If cancellation is required, `tokio-util`’s `CancellationToken` and `DropGuard` can be used to gracefully stop a spawned task when the outer future is dropped.

### Channels

Async methods of `tokio` channels such as `tokio::sync::oneshot` and `tokio::sync::mpsc` are cancel-safe.

## How to make the program safe

All futures in the program should satisfy at least one of the following:

1.  Ensure the future is never dropped.
2.  Make the future cancel-safe.

For example, the `main` future automatically satisfies the first condition, so cancellation usually does not need to be considered there. For other futures, first option is usually better if it is possible.

For a future to be cancel-safe, every future it awaits must also be cancel-safe, which is difficult to guarantee. In complex logic, wrapping work in `spawn` may be the only practical solution, but spawning every function is inefficient.

A good rule of thumb is to allow cancellation only at a few well-defined boundaries, and keep the internal logic non-cancelled whenever possible.

### Caution

Avoiding direct cancellation of Futures is generally preferred, but cancelling the job itself is still an important problem to handle. If cancellation is not handled properly, a program may continue wasting resources on work that is no longer needed. Additionally, if a spawned task returns a `Result`, its output must be handled. Otherwise, errors may become silent and go unnoticed. This is because Rust does not “throw” exceptions. In languages like JavaScript that do, an unhandled exception in asynchronous code becomes “Uncaught Error”.

## Better design?

```rust
trait CancelSafeFuture: Future {}
```

One possible alternative design would be marker traits for cancellation-safe futures, where combinators such as `select!` only accept those futures. However, unlike traits such as `Send` or `Sync`, cancellation-safety would likely be impossible to infer automatically.

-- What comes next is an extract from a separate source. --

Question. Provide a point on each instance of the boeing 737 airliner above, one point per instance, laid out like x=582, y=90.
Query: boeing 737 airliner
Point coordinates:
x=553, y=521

## Future in Other languages

In some languages, users cannot control the execution loop directly, so future-like operations are never cancelled. In **JavaScript**, the user does not control the event loop. Once a **callback** is registered, it will be executed when the operation completes. In **Go**, the user does not control the scheduler. A **goroutine** will resume when its asynchronous operation completes. There is `tokio::select!` -like operation in Go but only channel operation(send / receive) can be selected. Go also does not distinguish async and sync code at the language level.